Merchant ship classification in high-resolution SAR image based on joint superstructure scattering features

ORCID Icon, , , &
Pages 270-274 | Received 02 Nov 2021, Accepted 06 Dec 2022, Published online: 22 Dec 2022
 

ABSTRACT

Ship classification has long been a challenging task in synthetic aperture radar (SAR) applications. With the improvement of SAR resolution, it has gradually become possible based on high-resolution SAR images. This letter presents a joint feature representation method for characterizing the superstructure scattering features of merchant ships, and then a hierarchical scheme for classifying merchant ships in high-resolution SAR images based on integrated macro and detailed superstructure features is proposed. Comprehensive experiment on three types of high-resolution SAR samples demonstrates that the proposed features and method have the ability to improve the performance of merchant ship classification in SAR images.

Disclosure statement

No potential conflict of interest was reported by the author(s).

Additional information

Notes on contributors

Xiaolong Wang

Xiaolong Wang, currently working in the Aerospace Information Research Institute, CAS, is an associate researcher.

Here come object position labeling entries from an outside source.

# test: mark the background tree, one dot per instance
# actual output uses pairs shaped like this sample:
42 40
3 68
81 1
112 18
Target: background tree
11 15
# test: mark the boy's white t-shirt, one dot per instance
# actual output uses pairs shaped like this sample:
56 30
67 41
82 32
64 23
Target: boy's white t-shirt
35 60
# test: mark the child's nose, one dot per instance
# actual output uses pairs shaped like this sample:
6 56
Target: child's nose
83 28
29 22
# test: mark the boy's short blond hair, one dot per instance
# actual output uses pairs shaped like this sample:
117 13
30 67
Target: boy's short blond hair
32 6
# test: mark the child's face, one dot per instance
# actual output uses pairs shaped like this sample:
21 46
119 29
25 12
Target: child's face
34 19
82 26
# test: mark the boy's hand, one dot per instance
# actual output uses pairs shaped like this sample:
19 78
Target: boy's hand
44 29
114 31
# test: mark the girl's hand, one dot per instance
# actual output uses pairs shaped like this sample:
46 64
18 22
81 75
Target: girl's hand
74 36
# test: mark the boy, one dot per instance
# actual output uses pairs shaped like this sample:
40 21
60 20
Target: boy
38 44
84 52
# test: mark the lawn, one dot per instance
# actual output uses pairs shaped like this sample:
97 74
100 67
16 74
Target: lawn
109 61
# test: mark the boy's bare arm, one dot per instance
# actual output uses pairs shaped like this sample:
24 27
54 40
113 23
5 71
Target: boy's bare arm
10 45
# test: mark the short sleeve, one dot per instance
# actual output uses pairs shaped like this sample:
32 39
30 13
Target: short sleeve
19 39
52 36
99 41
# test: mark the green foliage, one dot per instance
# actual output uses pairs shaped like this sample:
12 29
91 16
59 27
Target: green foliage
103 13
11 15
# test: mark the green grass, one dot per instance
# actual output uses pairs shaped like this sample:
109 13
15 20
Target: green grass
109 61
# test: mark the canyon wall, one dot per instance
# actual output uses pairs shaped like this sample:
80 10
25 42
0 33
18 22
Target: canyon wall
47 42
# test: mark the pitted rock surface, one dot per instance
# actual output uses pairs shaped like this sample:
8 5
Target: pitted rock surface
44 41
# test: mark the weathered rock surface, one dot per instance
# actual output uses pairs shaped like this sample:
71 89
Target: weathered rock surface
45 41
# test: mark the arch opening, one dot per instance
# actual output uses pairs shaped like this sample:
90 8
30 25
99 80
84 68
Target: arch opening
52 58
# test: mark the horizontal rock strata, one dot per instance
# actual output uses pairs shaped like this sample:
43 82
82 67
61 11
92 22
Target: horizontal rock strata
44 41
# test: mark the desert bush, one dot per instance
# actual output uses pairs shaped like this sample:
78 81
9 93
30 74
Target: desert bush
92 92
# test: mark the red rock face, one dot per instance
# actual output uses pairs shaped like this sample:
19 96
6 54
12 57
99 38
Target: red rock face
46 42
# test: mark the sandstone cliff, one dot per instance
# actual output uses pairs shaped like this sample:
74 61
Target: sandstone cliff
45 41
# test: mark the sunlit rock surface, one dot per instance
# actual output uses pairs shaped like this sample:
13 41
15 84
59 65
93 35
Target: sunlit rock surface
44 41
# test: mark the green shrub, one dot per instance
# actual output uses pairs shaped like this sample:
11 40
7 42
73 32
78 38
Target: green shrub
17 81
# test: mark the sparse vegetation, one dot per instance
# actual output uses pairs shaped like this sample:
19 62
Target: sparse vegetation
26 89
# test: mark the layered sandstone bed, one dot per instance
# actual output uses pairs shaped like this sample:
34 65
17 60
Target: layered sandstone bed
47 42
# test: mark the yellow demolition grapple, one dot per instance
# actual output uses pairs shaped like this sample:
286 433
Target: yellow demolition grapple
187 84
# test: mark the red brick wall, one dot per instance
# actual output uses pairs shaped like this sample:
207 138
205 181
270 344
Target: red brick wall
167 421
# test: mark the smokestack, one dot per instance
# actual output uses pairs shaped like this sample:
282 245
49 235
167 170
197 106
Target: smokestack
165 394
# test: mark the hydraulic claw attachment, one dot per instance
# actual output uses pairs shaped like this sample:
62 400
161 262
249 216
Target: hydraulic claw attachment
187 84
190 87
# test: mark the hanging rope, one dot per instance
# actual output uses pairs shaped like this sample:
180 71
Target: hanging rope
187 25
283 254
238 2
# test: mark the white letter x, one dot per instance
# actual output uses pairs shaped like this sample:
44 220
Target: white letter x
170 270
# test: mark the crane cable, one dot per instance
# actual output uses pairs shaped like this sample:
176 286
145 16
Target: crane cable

His research interests include SAR ground system construction, SAR image processing, intelligent target detection and classification, etc.

Chang Liu

Chang Liu, currently working in the Aerospace Information Research Institute, CAS, is a researcher. His research interests include airborne SAR system design, SAR signal processing, intelligent SAR image processing, etc.

Zhiyong Li

Zhiyong Li, currently working in the Aerospace Information Research Institute, CAS, is an assistant researcher. His research interests include geographic information system, SAR image processing, GIS software design, etc.

Xin Zhang

Xin Zhang, currently working in the Aerospace Information Research Institute, CAS, is an assistant researcher. Her research interests include geographic information system and SAR image processing.

Xubing Dong

Xubing Dong, currently working in the Aerospace Information Research Institute, CAS, is an assistant researcher. His research interests include deep learning and intelligent SAR image processing.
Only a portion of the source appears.